In America, Coca-Cola uses high-fructose corn syrup, while in Mexico it uses cane sugar. That's because America subsidizes corn production and has tariffs on cane sugar imports, due to the political influence of corn growers. There are also government limits ("marketing allotments") on the amount of sugar each processor is allowed to sell per year.

Fructose and glucose are metabolized the same way, so does it matter? Yes, somewhat. High blood sugar levels are bad because sugar is can react with things, and fructose is somewhat more reactive than glucose or sucrose. Cane sugar also has a bit of molasses flavor, which I personally like.

I'd like Coca-Cola better if it used cane sugar, but I still wouldn't drink it; my preferred drink is usually high-quality green tea, which I make myself from loose leaves. So, I'm not really the target market and they don't have much reason to care about my opinion.

 

 

super-hoppy beers

For maybe 10 years now, "hoppy IPAs are too popular in America" has been a recurring complaint by some beer drinkers. I don't have anything original to add, but this is my blog and I can complain about what I want.

The reason this is so contentious is the allegation that a lot of people buying super-hoppy beers are being pretentious - that hoppy IPAs are bought by people who think drinking something with higher IBU makes them a "connoisseur", but don't actually like them very much, or don't even think that beer is something you're supposed to like drinking rather than just a way to get drunk. Most kids don't like the taste of beer because it's bitter, but that doesn't mean that drinking the most bitter beer you can find makes you more mature. Expertise isn't "doing the opposite of what novices do".

Obviously people don't like to be accused of being pretentious posers, but there are pretentious posers in every cultural sphere.

Also, hops are related to marijuana and have some related compounds that probably have a (weaker) psychoactive effect. So that's probably part of why some people like very hoppy beers.

 

 

non-plates

Some restaurants like to put food on things that aren't plates. I think this is a primarily American phenomenon. I'll just link to the WeWantPlates subreddit and one of my personal favorites there.

 


kombucha

There are people out there who take perfectly good tea, ferment it, and then claim it's healthy because "it contains antioxidants". The antioxidants were already there, they weren't made by fermentation.

Fermenting tea doesn't make it any healthier; fermentation just makes it worse and takes more effort.

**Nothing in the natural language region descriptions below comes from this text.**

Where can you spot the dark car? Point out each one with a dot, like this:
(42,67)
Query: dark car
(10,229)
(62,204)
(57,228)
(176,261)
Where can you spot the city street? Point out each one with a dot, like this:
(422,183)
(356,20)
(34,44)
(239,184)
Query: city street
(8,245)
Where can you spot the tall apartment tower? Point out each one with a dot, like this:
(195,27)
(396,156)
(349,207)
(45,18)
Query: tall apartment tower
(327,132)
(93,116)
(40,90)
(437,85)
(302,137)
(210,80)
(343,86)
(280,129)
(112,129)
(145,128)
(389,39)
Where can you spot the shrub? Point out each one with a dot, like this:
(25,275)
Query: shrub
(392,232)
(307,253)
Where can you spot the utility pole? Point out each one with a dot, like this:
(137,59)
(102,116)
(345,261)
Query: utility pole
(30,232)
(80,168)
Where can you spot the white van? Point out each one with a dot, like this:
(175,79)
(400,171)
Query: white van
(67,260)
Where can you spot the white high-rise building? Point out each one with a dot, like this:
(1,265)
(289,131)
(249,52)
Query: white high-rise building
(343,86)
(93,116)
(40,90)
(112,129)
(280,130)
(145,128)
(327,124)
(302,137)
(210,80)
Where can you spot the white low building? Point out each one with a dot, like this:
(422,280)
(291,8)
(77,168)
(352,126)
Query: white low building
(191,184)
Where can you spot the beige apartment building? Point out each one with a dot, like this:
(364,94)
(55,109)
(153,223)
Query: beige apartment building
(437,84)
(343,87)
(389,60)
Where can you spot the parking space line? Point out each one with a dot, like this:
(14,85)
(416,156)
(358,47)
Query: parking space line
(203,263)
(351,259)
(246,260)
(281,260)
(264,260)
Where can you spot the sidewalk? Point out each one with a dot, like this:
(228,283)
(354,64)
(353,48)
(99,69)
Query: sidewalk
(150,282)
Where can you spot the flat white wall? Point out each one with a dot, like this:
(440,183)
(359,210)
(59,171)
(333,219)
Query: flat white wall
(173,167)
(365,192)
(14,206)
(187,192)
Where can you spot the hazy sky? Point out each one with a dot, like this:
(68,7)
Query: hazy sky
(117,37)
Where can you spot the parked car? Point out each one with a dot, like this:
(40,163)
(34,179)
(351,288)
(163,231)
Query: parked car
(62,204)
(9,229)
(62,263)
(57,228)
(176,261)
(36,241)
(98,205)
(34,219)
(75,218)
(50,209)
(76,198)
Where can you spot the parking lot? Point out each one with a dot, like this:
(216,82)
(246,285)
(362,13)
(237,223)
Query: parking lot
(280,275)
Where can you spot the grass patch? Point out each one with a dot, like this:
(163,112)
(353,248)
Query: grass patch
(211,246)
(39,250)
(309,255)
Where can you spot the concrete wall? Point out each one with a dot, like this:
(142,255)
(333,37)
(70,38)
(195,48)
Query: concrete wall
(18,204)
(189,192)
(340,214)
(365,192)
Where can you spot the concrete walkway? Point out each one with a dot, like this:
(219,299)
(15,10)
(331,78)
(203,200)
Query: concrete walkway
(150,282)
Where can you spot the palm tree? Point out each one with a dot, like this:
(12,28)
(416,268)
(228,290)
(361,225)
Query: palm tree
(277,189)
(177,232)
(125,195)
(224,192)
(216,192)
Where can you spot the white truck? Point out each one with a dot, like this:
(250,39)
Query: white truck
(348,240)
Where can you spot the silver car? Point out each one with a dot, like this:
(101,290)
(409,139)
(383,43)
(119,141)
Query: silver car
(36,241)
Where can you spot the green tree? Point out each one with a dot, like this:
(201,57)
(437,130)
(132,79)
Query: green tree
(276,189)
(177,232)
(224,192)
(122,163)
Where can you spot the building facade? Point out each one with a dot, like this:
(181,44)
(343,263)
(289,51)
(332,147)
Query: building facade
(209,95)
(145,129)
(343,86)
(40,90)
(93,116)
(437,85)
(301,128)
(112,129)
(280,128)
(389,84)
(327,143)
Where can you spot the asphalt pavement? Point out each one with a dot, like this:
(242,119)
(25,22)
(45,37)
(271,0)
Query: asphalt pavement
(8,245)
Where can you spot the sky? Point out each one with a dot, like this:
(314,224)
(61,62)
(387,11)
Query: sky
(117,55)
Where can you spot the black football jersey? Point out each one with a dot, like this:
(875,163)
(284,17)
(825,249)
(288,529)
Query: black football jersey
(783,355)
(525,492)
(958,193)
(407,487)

The fermentation makes acetic acid and CO2, not antioxidants, and fermenting tea can produce mycotoxins, which...are bad.

 


corn-fed beef

Normally, cows eat grass, microbes ferment it to lactic and butyric acid, and then cows get energy from those acids. This involves a lot of intermediate conversion from lactic acid to glucose.

If you feed cows starches (like corn) and antibiotics to kill the microbes that would normally ferment it, they can absorb sugars directly, and can gain weight more quickly than they can from eating grass. This saves money by saving time, but also, when cows gain weight more quickly, they have more fat distributed in the muscle, which is "better marbling" and often considered the sole determinant of beef quality in America. Is that really the only important thing about beef? I personally don't think it's that important at all.

Corn is also easily storable, more so than hay. And of course, America subsidizes corn production. When you put all this together, most cows in the US are fed corn (and soybeans for protein) for at least part of the year. But to me, corn-fed beef is just slightly wrong when compared to pasture-raised beef, like it's "dirty" somehow - which, besides flavor compounds, also refers to things like liver activity and overall oxidative stress levels afterwards.

 

 

tomatoes

Most tomatoes in America were bred for durability and are picked before they're ripe. Many Americans don't even know what good tomatoes taste like, which is like how many people living in cities have never seen the Milky Way.

Try a Purple Cherokee or Brandywine tomato sometime if you get the chance.